Fun, effective, and you may already have the ’ingredients’ in the house – the chief ingredient being children with lots of puff!
- Paper – good quality not essential, but looks nicer framed.
- Water based paints – watered down.
- Drinking straws – one per child (skinny drinking straws are hard work, best to use fatter ones).
Firstly, protect your work surfaces, this can get messy! You could protect the children’s clothes too, since they might prefer blowing paint at each other instead of the paper!
Next, choose your colours. Greens and browns will obviously look more natural, black would look dramatic, but really any colour will do. You could get really creative, and use a coloured paper background, say dark blue, with a silver paint to make a tree skeleton kissed by moonlight.
Start by painting on a trunk, about an inch thick at the bottom of the paper. Use lots of paint, nice and runny…
(I didn’t take photos as I went along, but this gives you a rough idea.)
Then the fun begins. START BLOWING.
Blow in one direction, and follow the trail of paint out to the edge of the paper.
Then go back to the trunk, top it up if necessary with watery paint, and start blowing again to make a second branch.

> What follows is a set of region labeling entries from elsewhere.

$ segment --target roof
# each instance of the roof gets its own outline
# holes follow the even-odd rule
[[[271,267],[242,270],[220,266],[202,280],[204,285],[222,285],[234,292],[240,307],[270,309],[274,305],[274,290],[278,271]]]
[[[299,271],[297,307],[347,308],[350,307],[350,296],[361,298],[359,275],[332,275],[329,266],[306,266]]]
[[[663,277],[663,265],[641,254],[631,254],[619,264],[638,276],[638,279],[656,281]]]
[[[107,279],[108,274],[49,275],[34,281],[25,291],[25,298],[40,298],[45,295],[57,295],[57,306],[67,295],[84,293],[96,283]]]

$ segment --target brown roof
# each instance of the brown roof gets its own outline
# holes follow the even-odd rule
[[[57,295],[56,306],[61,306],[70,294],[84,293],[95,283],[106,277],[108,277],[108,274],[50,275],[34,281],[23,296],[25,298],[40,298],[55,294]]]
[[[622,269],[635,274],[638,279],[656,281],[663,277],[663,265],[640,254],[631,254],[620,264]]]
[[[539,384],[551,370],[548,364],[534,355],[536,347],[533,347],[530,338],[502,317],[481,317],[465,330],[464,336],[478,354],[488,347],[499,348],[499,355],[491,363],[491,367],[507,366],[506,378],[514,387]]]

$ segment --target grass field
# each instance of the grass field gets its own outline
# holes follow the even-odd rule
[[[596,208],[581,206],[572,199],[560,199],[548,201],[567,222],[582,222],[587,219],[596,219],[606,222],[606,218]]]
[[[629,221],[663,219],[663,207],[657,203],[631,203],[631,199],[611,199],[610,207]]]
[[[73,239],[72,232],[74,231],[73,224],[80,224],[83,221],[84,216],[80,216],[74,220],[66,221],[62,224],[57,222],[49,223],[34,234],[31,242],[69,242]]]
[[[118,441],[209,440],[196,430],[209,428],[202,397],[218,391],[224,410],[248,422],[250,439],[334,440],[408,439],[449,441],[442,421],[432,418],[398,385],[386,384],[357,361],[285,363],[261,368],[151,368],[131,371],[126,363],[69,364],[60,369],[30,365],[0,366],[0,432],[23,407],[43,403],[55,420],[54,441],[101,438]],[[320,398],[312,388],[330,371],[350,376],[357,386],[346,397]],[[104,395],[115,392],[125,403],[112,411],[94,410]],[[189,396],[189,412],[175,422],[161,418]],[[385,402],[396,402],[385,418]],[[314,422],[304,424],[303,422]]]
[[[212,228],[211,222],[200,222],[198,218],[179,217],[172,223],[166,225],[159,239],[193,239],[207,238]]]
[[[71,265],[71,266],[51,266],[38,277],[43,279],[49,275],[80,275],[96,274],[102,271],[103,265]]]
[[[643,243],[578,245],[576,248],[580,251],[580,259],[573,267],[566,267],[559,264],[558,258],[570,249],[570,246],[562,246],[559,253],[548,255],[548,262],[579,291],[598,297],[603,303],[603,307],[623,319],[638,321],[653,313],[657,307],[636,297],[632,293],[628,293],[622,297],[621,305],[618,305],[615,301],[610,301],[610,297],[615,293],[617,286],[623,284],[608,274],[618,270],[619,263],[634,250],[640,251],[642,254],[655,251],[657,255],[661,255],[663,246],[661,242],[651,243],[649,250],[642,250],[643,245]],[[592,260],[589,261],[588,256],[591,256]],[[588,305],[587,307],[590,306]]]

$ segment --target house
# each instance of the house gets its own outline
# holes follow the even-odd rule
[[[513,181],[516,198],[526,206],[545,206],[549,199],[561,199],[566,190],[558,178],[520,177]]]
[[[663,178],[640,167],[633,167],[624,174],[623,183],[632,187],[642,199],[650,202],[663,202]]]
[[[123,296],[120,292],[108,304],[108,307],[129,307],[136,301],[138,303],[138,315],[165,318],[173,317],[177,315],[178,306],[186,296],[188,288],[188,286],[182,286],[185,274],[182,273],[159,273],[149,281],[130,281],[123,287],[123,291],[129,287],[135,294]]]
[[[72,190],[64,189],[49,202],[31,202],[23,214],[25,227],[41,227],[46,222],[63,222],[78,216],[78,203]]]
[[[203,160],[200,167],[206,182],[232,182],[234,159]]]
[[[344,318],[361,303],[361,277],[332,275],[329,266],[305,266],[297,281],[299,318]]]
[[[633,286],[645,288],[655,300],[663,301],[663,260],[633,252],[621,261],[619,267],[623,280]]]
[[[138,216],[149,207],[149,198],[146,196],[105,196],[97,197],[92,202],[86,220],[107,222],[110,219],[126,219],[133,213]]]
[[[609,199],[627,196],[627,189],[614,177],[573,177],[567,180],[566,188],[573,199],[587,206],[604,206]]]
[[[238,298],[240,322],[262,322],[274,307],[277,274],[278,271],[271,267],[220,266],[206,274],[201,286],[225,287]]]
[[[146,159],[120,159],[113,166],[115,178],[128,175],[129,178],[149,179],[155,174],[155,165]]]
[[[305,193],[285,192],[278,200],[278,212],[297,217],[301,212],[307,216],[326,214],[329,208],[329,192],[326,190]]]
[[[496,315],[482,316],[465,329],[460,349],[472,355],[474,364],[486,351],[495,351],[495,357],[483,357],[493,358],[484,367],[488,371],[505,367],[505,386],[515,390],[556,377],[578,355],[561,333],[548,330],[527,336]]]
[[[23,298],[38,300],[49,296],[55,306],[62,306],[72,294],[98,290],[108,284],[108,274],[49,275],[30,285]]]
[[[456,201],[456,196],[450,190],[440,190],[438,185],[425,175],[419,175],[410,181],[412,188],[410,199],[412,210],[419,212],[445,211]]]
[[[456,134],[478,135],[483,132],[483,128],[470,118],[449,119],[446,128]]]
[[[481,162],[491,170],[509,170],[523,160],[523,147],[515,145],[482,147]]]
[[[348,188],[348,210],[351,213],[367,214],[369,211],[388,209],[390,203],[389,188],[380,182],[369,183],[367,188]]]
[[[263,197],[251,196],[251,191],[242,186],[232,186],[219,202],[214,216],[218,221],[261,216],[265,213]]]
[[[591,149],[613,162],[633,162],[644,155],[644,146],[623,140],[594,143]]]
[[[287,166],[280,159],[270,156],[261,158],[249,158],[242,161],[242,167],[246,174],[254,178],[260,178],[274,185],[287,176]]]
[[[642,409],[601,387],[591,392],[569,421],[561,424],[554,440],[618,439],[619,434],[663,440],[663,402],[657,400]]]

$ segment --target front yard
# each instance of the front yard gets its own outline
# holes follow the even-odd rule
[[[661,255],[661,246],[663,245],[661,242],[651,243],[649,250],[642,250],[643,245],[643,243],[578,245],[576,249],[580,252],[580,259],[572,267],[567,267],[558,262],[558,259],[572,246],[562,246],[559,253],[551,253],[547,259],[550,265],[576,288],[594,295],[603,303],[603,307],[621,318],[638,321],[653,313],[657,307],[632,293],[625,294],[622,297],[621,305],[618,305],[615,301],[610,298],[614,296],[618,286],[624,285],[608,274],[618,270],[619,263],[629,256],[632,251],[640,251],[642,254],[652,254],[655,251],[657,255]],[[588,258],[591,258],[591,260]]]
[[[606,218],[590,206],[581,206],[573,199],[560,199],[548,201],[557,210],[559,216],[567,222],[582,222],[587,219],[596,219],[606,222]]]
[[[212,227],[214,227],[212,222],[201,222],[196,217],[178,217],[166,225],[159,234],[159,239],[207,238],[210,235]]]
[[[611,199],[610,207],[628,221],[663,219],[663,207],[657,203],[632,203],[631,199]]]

Gradually build up your branches, your choice how they go - experiment. Short fast puffs make a splatter effect, like tiny branches spreading off a pollarded stump. Longer puffs make longer branches, but the random nature is what makes the magic.
And when you’ve finished, leave to dry thoroughly.
They look stunning on their own.
Or grouped together.
Each of them totally unique – just like the real thing.